In the case (2021) Jing02 Minzhong No. 13799 heard by the Beijing No. 2 Intermediate People's Court, the defendant collected money from the plaintiff and other persons outside the case due to investment in the MFC platform, and was reported to the police by the outsiders for investigation. The court believed that the case was suspected of involving economic crimes. According to Article 11 of the "Provisions of the Supreme People's Court on Several Issues Involving Suspected Economic Crimes in the Trial of Economic Dispute Cases", the court should rule to dismiss the prosecution and transfer the relevant materials to the public security organs. If the public security organs determine that there is no suspicion of economic crimes in this case, Wang Baogui can file a separate lawsuit to assert his rights.
Case 3: The contract for entrusting investment in the MFC platform is invalid, and the plaintiff's losses are shared based on the fault of both parties
The top ten financial and commercial trial cases of 2023 released by the Shanghai High Court: In the case of A v. B in a financial management contract dispute, B introduced the MFC platform to A and persuaded him to invest by claiming that it was a sure win. A then transferred 525,000 yuan to B, entrusting him to invest in the MFC platform, and A went to Malaysia with B to inspect the MFC platform. Later, the platform collapsed and could not be logged in, so A sued B for a full refund of the investment.
The court held that the entrusted financial management contract between the plaintiff and the defendant should be deemed invalid because the agency matters involved financing transactions of tokens or virtual currencies, which violated public order and good morals.
The commissioned event in this case was caused by the defendant's recommendation, introduction and promotion to the plaintiff, so the defendant had certain faults. However, the plaintiff had investment experience in stock speculation and did not exercise sufficient due diligence on the investment funds during the investment process. The plaintiff was primarily at fault for the loss.
In addition, the plaintiff had visited Malaysia to inspect the MFC platform and gained new insights into related investment projects. The subsequent additional investment had a direct causal relationship with the inspection and was not solely due to the defendant’s publicity. Therefore, the defendant’s fault for the losses incurred from subsequent investments can be appropriately mitigated.
To sum up, the court as a whole determined that the fault ratio between the plaintiff and the defendant was 8:2.
The inspiration we can get from the above typical cases is:
For pyramid schemes under the banner of virtual currency, if you know it is a pyramid scheme but still invest in it, and then sue the introducer to bear the losses after it goes bankrupt, the court will dismiss the lawsuit.

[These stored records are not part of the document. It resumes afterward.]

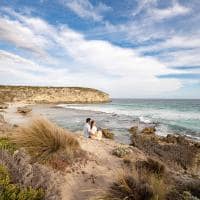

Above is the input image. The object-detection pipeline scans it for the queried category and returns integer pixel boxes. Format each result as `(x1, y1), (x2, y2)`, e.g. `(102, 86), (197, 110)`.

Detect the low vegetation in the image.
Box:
(0, 137), (17, 154)
(11, 118), (81, 168)
(112, 146), (131, 158)
(0, 165), (44, 200)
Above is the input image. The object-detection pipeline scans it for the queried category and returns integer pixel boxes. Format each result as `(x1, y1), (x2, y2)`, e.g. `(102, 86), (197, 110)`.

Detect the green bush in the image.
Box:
(0, 137), (17, 154)
(0, 165), (44, 200)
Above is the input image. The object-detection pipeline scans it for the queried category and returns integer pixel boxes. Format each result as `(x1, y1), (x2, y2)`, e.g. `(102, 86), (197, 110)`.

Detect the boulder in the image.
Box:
(141, 127), (156, 135)
(17, 106), (32, 114)
(102, 129), (114, 140)
(112, 146), (132, 158)
(129, 126), (138, 134)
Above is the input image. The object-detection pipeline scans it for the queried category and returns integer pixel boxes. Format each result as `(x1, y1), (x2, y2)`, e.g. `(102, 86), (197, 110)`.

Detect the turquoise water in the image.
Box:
(60, 99), (200, 139)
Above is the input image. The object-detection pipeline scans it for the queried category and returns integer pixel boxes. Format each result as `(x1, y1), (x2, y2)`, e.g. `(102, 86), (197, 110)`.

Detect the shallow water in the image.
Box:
(57, 99), (200, 139)
(30, 99), (200, 143)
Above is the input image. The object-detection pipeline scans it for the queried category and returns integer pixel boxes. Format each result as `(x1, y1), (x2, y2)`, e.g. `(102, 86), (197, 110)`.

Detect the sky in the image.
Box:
(0, 0), (200, 98)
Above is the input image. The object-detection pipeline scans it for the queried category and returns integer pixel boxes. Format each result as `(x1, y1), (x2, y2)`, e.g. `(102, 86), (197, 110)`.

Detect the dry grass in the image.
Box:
(11, 117), (80, 168)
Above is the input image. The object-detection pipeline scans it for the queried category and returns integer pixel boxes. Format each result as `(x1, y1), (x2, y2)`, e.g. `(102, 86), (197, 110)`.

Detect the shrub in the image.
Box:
(0, 165), (44, 200)
(136, 158), (165, 175)
(112, 146), (131, 158)
(0, 148), (65, 200)
(11, 118), (80, 168)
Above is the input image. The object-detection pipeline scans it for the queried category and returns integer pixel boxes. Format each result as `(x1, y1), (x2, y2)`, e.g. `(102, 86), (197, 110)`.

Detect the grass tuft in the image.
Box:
(0, 165), (44, 200)
(11, 117), (80, 166)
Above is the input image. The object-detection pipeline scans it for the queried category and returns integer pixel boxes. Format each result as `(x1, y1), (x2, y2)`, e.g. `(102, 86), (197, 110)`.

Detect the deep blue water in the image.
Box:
(60, 99), (200, 139)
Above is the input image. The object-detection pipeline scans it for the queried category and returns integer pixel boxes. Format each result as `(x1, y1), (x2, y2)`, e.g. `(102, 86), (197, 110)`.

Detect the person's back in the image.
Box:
(83, 118), (91, 138)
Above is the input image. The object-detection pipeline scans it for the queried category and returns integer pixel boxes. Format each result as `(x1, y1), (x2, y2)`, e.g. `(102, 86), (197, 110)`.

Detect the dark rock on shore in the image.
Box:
(17, 106), (32, 114)
(102, 129), (114, 140)
(130, 128), (200, 170)
(0, 103), (8, 109)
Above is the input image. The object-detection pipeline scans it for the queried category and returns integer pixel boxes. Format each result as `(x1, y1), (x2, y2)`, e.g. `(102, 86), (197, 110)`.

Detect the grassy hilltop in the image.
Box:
(0, 85), (110, 103)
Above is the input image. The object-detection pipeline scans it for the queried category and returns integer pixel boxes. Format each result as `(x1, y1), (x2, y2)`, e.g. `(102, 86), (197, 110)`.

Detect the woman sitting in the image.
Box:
(90, 120), (102, 140)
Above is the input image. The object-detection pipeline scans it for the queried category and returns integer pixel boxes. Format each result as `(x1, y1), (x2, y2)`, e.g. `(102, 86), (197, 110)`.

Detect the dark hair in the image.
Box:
(90, 120), (95, 129)
(86, 118), (91, 123)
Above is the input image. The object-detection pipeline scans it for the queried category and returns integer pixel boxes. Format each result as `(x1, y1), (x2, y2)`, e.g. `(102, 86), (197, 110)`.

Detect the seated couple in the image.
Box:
(83, 118), (102, 140)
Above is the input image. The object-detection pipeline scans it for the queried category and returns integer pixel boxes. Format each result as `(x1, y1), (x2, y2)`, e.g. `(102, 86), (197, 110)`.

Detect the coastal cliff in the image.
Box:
(0, 85), (110, 103)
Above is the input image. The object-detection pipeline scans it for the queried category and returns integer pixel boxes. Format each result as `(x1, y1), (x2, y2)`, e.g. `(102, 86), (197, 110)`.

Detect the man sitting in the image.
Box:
(83, 118), (91, 138)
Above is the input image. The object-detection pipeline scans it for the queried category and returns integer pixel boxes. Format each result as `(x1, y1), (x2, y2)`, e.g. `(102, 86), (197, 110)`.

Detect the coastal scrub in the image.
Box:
(11, 118), (81, 167)
(0, 165), (44, 200)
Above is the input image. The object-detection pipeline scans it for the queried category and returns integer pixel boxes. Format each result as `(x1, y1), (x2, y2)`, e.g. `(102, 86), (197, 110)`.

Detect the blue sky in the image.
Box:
(0, 0), (200, 98)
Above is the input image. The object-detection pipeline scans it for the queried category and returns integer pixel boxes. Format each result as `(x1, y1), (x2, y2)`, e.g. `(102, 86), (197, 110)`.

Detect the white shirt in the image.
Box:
(83, 123), (90, 138)
(90, 126), (97, 135)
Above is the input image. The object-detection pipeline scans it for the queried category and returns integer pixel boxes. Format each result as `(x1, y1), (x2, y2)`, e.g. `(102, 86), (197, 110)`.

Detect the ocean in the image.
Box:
(32, 99), (200, 143)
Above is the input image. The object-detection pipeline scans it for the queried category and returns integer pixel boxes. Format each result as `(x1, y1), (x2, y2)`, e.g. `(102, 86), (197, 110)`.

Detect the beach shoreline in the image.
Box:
(0, 103), (200, 200)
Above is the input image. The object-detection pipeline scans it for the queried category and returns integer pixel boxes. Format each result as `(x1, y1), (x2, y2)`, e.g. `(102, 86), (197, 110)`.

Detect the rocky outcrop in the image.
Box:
(0, 86), (110, 103)
(17, 106), (32, 115)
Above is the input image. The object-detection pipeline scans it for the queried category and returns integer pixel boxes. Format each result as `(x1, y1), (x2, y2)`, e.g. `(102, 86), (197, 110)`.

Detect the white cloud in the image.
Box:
(60, 0), (111, 21)
(148, 2), (191, 20)
(0, 8), (182, 97)
(0, 14), (48, 55)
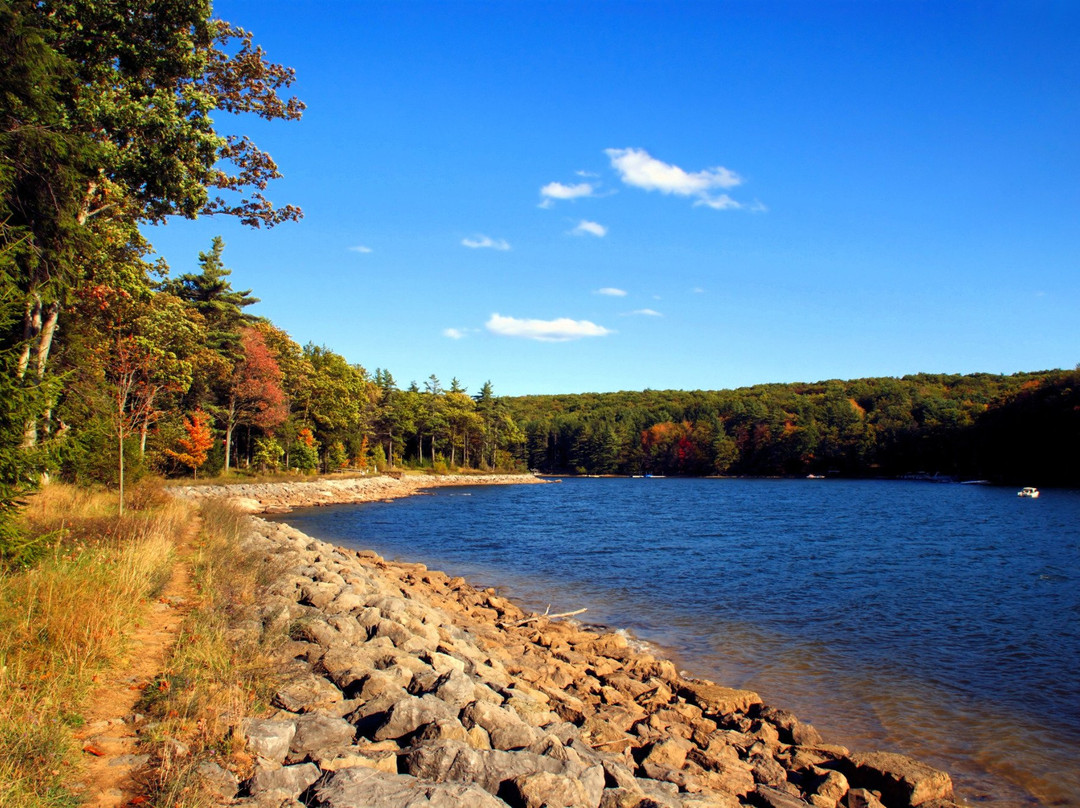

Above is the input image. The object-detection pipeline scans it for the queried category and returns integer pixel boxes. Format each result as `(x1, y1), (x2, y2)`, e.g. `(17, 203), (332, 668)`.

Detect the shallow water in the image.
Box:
(284, 479), (1080, 808)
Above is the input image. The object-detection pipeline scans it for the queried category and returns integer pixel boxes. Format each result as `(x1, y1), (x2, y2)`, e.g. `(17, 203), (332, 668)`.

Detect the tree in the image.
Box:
(161, 235), (259, 360)
(165, 409), (214, 477)
(0, 0), (303, 453)
(220, 328), (288, 472)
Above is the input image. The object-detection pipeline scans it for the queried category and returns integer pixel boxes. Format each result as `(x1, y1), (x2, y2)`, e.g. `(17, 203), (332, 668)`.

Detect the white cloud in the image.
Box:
(540, 183), (596, 203)
(485, 314), (615, 342)
(461, 235), (510, 250)
(693, 193), (742, 211)
(604, 149), (743, 211)
(570, 219), (607, 239)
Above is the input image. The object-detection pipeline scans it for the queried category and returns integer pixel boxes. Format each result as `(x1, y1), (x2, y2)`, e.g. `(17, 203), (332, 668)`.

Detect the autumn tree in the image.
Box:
(0, 0), (303, 453)
(219, 328), (288, 472)
(165, 409), (214, 477)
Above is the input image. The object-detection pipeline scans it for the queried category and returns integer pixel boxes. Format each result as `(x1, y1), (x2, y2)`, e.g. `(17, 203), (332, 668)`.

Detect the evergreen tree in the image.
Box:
(161, 235), (259, 361)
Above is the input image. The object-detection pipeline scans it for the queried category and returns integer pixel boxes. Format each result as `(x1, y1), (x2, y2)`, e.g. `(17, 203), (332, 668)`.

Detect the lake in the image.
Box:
(283, 479), (1080, 808)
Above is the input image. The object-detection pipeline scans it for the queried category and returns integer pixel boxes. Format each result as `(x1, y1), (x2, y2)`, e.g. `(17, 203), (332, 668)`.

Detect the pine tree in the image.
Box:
(162, 235), (259, 361)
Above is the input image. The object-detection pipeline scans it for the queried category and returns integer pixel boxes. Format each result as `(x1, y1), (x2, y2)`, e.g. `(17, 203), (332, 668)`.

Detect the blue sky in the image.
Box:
(148, 0), (1080, 394)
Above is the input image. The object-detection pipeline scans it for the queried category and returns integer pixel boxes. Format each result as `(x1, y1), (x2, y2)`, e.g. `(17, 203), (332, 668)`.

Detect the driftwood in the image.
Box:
(511, 604), (589, 628)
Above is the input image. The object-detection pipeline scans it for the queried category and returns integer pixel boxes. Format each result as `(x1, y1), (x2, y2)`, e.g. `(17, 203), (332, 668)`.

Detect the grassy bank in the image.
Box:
(139, 501), (287, 808)
(0, 485), (282, 808)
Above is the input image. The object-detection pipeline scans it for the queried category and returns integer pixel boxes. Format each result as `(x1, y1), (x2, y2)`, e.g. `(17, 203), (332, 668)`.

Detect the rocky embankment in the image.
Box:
(212, 499), (954, 808)
(177, 474), (548, 513)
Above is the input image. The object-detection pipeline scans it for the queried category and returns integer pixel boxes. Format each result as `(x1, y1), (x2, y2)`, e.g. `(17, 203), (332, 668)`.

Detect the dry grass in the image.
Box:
(134, 501), (285, 808)
(0, 486), (186, 808)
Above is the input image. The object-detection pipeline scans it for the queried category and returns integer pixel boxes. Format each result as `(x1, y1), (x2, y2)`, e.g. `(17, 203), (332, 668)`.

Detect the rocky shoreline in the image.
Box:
(168, 474), (551, 513)
(190, 480), (955, 808)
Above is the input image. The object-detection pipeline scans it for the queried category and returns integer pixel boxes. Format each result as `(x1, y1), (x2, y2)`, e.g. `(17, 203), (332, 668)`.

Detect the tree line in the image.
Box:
(0, 0), (1080, 544)
(508, 368), (1080, 485)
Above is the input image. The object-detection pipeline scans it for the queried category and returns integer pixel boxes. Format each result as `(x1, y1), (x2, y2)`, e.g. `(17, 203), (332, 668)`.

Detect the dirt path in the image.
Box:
(77, 524), (198, 808)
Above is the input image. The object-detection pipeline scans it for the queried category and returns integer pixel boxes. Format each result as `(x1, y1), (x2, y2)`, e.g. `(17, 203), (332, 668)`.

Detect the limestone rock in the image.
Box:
(197, 760), (240, 800)
(288, 713), (356, 763)
(402, 741), (567, 794)
(841, 752), (953, 808)
(753, 785), (809, 808)
(247, 763), (322, 798)
(372, 696), (457, 741)
(461, 701), (539, 751)
(504, 771), (600, 808)
(273, 674), (345, 713)
(314, 768), (505, 808)
(241, 718), (296, 763)
(843, 789), (885, 808)
(678, 681), (761, 716)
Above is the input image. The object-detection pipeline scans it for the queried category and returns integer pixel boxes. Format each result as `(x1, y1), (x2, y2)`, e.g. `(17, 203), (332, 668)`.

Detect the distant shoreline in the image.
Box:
(170, 474), (550, 513)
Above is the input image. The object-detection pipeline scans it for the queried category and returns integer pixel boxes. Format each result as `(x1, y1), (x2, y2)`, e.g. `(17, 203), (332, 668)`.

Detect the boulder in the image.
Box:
(504, 771), (604, 808)
(839, 752), (953, 808)
(314, 768), (505, 808)
(642, 738), (693, 769)
(401, 741), (567, 794)
(241, 718), (296, 763)
(678, 679), (761, 716)
(408, 669), (476, 710)
(372, 695), (457, 741)
(314, 744), (397, 775)
(273, 674), (345, 713)
(461, 701), (540, 751)
(288, 713), (356, 763)
(247, 763), (322, 798)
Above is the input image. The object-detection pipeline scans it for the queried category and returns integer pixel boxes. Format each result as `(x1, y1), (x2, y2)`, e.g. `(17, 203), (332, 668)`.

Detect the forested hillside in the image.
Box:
(0, 0), (1080, 544)
(508, 371), (1080, 484)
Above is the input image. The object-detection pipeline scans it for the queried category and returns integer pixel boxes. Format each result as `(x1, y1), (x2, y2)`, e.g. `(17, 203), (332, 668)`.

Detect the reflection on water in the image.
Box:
(284, 480), (1080, 808)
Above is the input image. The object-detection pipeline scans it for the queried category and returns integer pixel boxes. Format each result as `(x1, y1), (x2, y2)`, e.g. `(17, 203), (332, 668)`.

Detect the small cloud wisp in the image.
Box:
(570, 219), (607, 239)
(485, 314), (615, 342)
(604, 149), (744, 211)
(461, 235), (510, 251)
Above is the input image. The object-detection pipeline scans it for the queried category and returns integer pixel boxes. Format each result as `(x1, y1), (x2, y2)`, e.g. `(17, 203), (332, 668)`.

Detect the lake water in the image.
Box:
(284, 479), (1080, 808)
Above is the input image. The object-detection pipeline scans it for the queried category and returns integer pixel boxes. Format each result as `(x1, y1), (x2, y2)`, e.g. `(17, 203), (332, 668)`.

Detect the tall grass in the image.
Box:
(0, 485), (187, 808)
(139, 501), (286, 808)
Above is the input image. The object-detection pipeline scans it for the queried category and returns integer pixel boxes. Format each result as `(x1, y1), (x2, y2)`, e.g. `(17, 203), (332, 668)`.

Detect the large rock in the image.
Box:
(288, 713), (356, 763)
(242, 718), (296, 763)
(314, 768), (505, 808)
(504, 771), (604, 808)
(401, 741), (569, 794)
(678, 681), (761, 716)
(839, 752), (953, 808)
(372, 695), (457, 741)
(273, 674), (345, 713)
(409, 669), (476, 710)
(461, 701), (540, 751)
(247, 763), (322, 798)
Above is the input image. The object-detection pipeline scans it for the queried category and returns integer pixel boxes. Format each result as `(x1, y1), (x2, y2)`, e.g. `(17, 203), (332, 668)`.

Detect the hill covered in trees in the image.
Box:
(507, 371), (1080, 485)
(0, 0), (1080, 546)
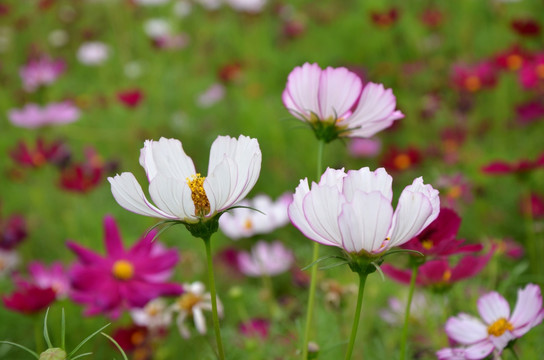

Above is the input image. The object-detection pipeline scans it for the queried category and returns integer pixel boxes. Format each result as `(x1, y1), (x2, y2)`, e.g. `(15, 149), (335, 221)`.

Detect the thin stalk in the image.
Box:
(204, 237), (225, 360)
(302, 140), (325, 360)
(399, 265), (419, 360)
(346, 272), (368, 360)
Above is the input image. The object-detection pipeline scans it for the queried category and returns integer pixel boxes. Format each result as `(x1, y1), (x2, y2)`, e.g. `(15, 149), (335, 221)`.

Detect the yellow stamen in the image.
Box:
(111, 260), (134, 280)
(487, 318), (514, 336)
(506, 54), (523, 70)
(393, 154), (412, 170)
(465, 75), (482, 92)
(421, 240), (433, 250)
(186, 174), (210, 217)
(177, 293), (202, 313)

If you want to take civil litigation to recover your losses, remember not to file a criminal case first. Criminal cases involving pyramid schemes and illegal fundraising involve a large number of people, are complex cases, and take a long time to investigate.
In judicial practice, many cases involving virtual currencies have relatively weak protection for investors, and the resulting losses have to be borne largely by themselves. Therefore, when investing in related projects, you must be cautious and careful to avoid unnecessary property losses.